The idea in this example is to take the margins for each state as reported by a pollster and sample for each state from a normal distribution to get a vector of values representing the margins of a potential election day outcome. The polls here are loosely based on the 2012 US Election polls by .
simPoll <- function(trueData) {
simMargin <- rnorm(nrow(trueData), mean=trueData$Margin, sd=2.5)
simDemocrat <- ((simMargin>0) & trueData$Democrat) | ((simMargin<0) & !trueData$Democrat)
simMargin <- abs(simMargin)
res <- trueData
res$Democrat <- simDemocrat
res$Margin <- simMargin
res
}
simPoll
is a relatively specialized function that takes polling results for each state and produces a random value from a normal distribution using the polling results as the mean. For now we assume a standard deviation (or ‘accuracy’) for each state poll of 2.5.
sim1
is a first instance of the simulation - based on this simulation, we can compute for example the number of Electoral Votes for the Democratic party based on this simulated election day result.
data(electoral, package="nullabor")
margins <- electoral$polls
sim1 <- simPoll(margins)
sum(sim1$Electoral.Votes[sim1$Democrat])
## [1] 281
Because the simPoll
function returns a data set of exactly the same form as the original data, we can use this function as a method in the lineup
call to get a set of simulations together with the polling results. Because we want to keep track of the position of the real data, we set the position ourselves (but keep it secret for now by using a random position).
pos <- sample(20,1)
lpdata <- nullabor::lineup(method = simPoll, true=margins, n=20, pos=pos)
dim(lpdata)
## [1] 1020 5
## State Electoral.Votes Margin Democrat
## Alabama : 20 Min. : 3.00 Min. : 0.02122 Mode :logical
## Alaska : 20 1st Qu.: 4.00 1st Qu.: 6.80345 FALSE:532
## Arizona : 20 Median : 8.00 Median :13.27400 TRUE :488
## Arkansas : 20 Mean :10.55 Mean :15.93867
## California: 20 3rd Qu.:12.00 3rd Qu.:22.49043
## Colorado : 20 Max. :55.00 Max. :88.61280
## (Other) :900
## .sample
## Min. : 1.00
## 1st Qu.: 5.75
## Median :10.50
## Mean :10.50
## 3rd Qu.:15.25
## Max. :20.00
##
We need to exchange the polling results for the actual election results.
election <- electoral$election
idx <- which(lpdata$.sample==pos)
lpdata$Margin[idx] <- election$Margin
… and now we have to build the actual plot. That requires a bit of restructuring of the data:
library(dplyr)
lpdata <- lpdata %>% arrange(desc(Margin))

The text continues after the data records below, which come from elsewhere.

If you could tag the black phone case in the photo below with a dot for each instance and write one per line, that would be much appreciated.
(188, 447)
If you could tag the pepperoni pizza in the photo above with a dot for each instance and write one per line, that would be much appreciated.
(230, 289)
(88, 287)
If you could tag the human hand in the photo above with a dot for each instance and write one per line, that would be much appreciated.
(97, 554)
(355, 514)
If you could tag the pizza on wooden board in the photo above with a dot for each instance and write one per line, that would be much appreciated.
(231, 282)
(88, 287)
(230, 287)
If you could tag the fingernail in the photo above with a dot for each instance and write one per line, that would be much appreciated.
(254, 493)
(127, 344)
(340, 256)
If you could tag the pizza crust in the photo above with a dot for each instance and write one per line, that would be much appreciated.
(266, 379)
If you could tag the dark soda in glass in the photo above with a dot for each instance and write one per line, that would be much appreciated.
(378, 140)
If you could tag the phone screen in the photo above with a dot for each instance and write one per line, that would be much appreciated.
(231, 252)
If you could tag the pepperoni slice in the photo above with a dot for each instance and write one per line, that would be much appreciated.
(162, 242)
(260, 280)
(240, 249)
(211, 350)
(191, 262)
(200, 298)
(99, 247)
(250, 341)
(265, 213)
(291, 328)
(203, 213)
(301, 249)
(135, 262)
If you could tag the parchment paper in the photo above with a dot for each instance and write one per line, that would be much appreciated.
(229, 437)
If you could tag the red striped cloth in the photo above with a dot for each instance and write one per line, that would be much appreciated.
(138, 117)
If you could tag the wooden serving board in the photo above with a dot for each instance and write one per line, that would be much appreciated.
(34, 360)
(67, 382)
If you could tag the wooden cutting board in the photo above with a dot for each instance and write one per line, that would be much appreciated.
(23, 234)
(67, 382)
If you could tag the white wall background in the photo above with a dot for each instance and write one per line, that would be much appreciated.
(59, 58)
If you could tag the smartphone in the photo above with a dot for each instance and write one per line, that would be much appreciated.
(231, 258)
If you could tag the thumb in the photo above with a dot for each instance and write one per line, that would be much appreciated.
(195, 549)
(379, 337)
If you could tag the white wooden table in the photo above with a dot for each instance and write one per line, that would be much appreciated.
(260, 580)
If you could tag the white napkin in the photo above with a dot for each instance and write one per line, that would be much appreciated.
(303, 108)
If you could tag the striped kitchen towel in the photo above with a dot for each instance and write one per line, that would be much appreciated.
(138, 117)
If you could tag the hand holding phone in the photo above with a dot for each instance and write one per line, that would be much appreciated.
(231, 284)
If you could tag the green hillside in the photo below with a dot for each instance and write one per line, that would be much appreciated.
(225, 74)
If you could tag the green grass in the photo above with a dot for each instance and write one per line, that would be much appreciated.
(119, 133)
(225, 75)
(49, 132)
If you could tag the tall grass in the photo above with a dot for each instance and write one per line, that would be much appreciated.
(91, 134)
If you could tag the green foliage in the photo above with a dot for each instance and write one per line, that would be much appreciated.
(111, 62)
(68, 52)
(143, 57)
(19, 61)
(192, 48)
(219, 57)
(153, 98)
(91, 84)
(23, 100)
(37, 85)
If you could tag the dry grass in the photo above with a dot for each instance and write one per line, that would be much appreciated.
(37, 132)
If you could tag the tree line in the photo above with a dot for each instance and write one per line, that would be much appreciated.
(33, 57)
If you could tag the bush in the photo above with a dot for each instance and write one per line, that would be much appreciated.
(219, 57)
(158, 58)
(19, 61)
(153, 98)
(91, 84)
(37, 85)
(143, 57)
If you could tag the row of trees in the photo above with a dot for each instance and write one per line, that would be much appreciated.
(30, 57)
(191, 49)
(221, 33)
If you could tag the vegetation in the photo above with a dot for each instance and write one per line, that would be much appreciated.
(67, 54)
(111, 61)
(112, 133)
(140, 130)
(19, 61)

lpdata <- lpdata %>% group_by(.sample, Democrat) %>% mutate(
tower=cumsum(Electoral.Votes[order(Margin, decreasing=TRUE)])
)
lpdata$diff <- with(lpdata, Margin*c(1,-1)[as.numeric(Democrat)+1])
And now we can plot the rectangles:
library(ggplot2)
dframe <- lpdata
dframe$diff <- with(dframe, diff+sign(diff)*0.075)
dframe$diff <- pmin(50, dframe$diff)
ggplot(aes(x=diff, y=tower, colour = factor(Democrat)), data=dframe) +
scale_colour_manual(values=c("red", "blue"), guide="none") +
scale_fill_manual(values=c("red", "blue"), guide="none") +
scale_x_continuous(breaks=c(-25,0,25), labels=c("25", "0", "25"),
limits=c(-50,50)) +
geom_rect(aes(xmin=pmin(0, diff), xmax=pmax(0,diff), ymin=0,
ymax=tower, fill=Democrat), size=0) +
geom_vline(xintercept=0, colour="white") +
facet_wrap(~.sample) +
theme(axis.text=element_blank(), axis.ticks=element_blank(),
axis.title=element_blank(),
plot.margin=unit(c(0.1,0.1,0,0), "cm")) +
ggtitle("Which of these panels looks the most different?")
Try to decide for yourself! Which plot looks the most different in this lineup? Once you have choosen, you can compare it to the number below:
## [1] 17